La Talla Neoclásica en Bahía

En 1789, las formas sobrias de la talla neoclásica aparecen por primera vez en Bahía, en la Capilla de la Hermandad del Santísimo Sacramento. En 1813, la Iglesia de Nuestro Señor del Bonfim fue construida en esos moldes, convirtiéndose en un ícono del neoclasicismo bahiano. A partir de entonces, surge una ola de reformas para sustituir, por líneas clásicas, la pesada ornamentación barroca que había dominado las iglesias de Bahía en el siglo anterior.

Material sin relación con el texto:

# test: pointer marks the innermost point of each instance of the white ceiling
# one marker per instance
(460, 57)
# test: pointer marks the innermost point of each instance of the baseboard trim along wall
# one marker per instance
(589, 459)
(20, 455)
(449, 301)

Ese movimiento duraría prácticamente todo el siglo XIX, legando a Bahía el más rico acervo de talla neoclásica del país, con interpretaciones originales de elementos del neoclasicismo europeo. Pese a ello, el periodo y sus obras jamás recibieron la debida atención de los estudiosos, y fueron estigmatizados como verdugos de la creatividad barroca.

Para suplir esa laguna de la Historia del Arte, anular el mito y rehabilitar el movimiento, el profesor Luiz Alberto Freire, de la Escuela de Bellas Artes de la Universidad Federal de Bahía, lanzó a Talha Neoclássica na Bahía, para lo cual revolvió archivos portugueses y periódicos de la época, visitó y analizó la ornamentación de decenas de iglesias, inclusive en el interior de Bahía.

El trabajo, ganador de la segunda edición del Premio Clarival do Prado Valladares, fue editado en el 2006, con 560 páginas y más de 700 fotografías de nacimientos y elementos decorativos. La obra ha sido esencial para comprender la evolución del arte religioso en Bahía.